Rebel soldiers said during the evening they intended to launch an assault on the loyalist army camp in the capital.

As the day progressed, the rebel soldiers looted the Presidential Palace, taking TVs and other goods, while their leader urged them to stop the celebratory gunfire, which had been responsible for at least 20 injuries in the capital.

=====Tuareg advance=====
Inspired in part by the diversion caused by the military coup, Tuareg rebels in the country's north launched incursions deeper into Mali, seizing towns and bases formerly held by government forces fighting the conflict that caused the coup. As military forces were engaged in consolidating their hold on the capital, the rebels were able to push southward with little opposition. According to the MNLA, Malian army forces retreated to Gao.

====23 March====

The African Union suspended Mali, until "effective restoration of constitutional order is achieved without delay".
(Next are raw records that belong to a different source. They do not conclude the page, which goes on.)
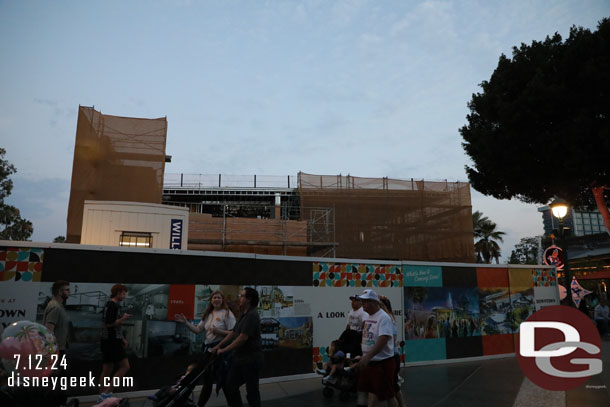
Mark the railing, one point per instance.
(228, 181)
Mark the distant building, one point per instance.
(581, 222)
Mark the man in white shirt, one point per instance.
(600, 315)
(377, 366)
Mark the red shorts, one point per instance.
(379, 378)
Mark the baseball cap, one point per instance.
(368, 295)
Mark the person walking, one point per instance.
(247, 362)
(377, 366)
(113, 344)
(55, 317)
(217, 321)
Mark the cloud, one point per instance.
(44, 202)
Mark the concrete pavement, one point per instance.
(497, 382)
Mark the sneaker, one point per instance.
(103, 397)
(400, 381)
(329, 380)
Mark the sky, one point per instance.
(367, 88)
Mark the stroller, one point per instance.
(181, 397)
(345, 379)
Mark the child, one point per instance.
(337, 361)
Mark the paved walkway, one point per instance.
(498, 382)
Several African leaders said they had been in touch with the ousted Malian president and that he was still safe and under the protection of forces that remained loyal to him at an undisclosed location outside Bamako.

During the day, there were fears by the rebels that the Red Berets were preparing a counterattack against the TV station, and rebel forces set up defensive positions to repel the expected assault. The TV network went off the air several times as gunfire erupted around the station.
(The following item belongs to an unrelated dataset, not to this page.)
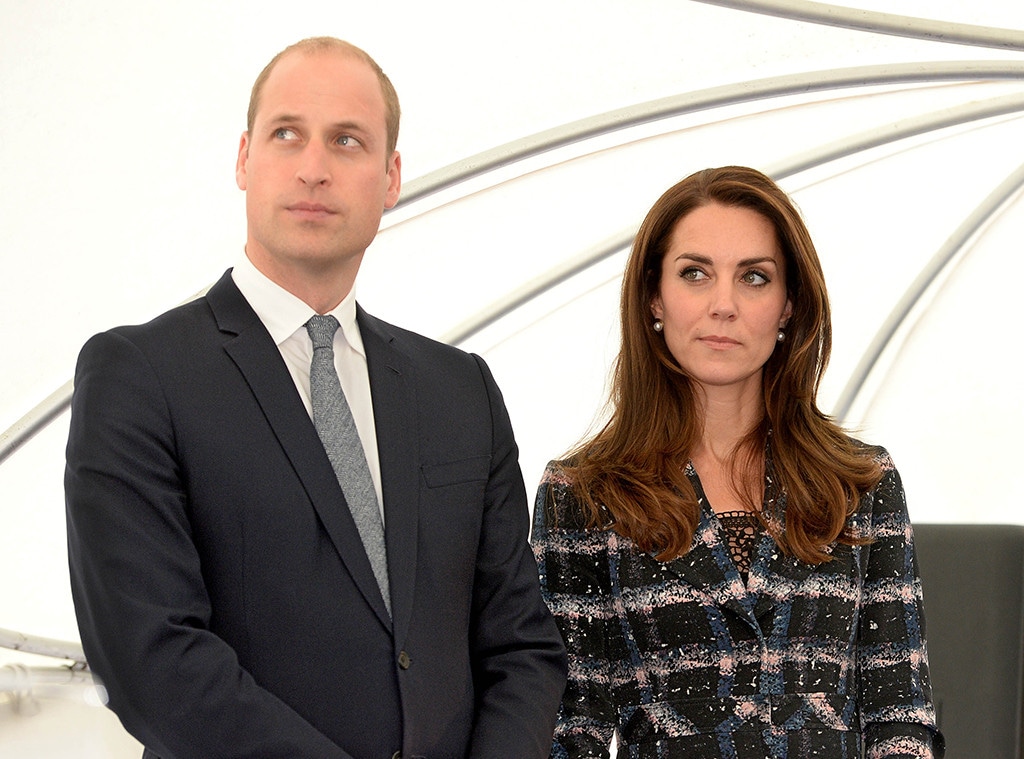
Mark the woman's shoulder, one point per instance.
(558, 496)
According to the BBC's West Africa correspondent, a large number of low-ranking soldiers, possibly the majority, supported the coup, while the majority of the army's officers had not come out publicly to support the coup. Captain Sonogo said in an interview with the BBC that "We are not here to confiscate any power but we are here to have an army and security forces available to assume the national security.... So once this has been fixed, I'll be able to say 'Ok, go for election' in a short period of time. I promise." A joint African Union and Economic Community of West African States (ECOWAS) diplomatic mission met representatives of the junta, according to Mali's state television service.

A group of prominent Malian political figures made an announcement condemning the coup as "a step backwards", including presidential candidate Ibrahim Boubacar Keïta. Political parties that condemned the coup included the Alliance for Democracy in Mali, the Union for the Republic and Democracy, the Patriotic Movement for Renewal, the Union for Democracy and Development, the Union of Democratic Forces for Progress, the Solidarity and Progress Party, the Democracy and Justice Party, and the Party for Democracy and Progress.

A total of 14 government officials and ministers were held hostage in the Kati military barracks outside Bamako.

The Tuareg rebels and the Islamist rebel group Ansar Dine said they had surrounded Kidal. An official statement from the group read: "Thanks to Allah the Almighty and his blessings, we will soon take our land in Kidal."

====24 March====

Sanogo stated that no soldiers of the Malian army remained loyal to Touré, describing himself as "in total control". However, an anonymous source from Sanogo's staff stated that Touré continued to be protected by members of the parachute battalion that had formed his presidential guard. Meanwhile, The New York Times reported an observer describing the situation as "very fluid", and that rumours of a counter-coup continued throughout the day, exacerbated by the hour-long disappearance of the Malian television signal the previous night. A US State Department official also noted that Mali faced a "near-total cutoff of foreign assistance", on which the nation is heavily dependent.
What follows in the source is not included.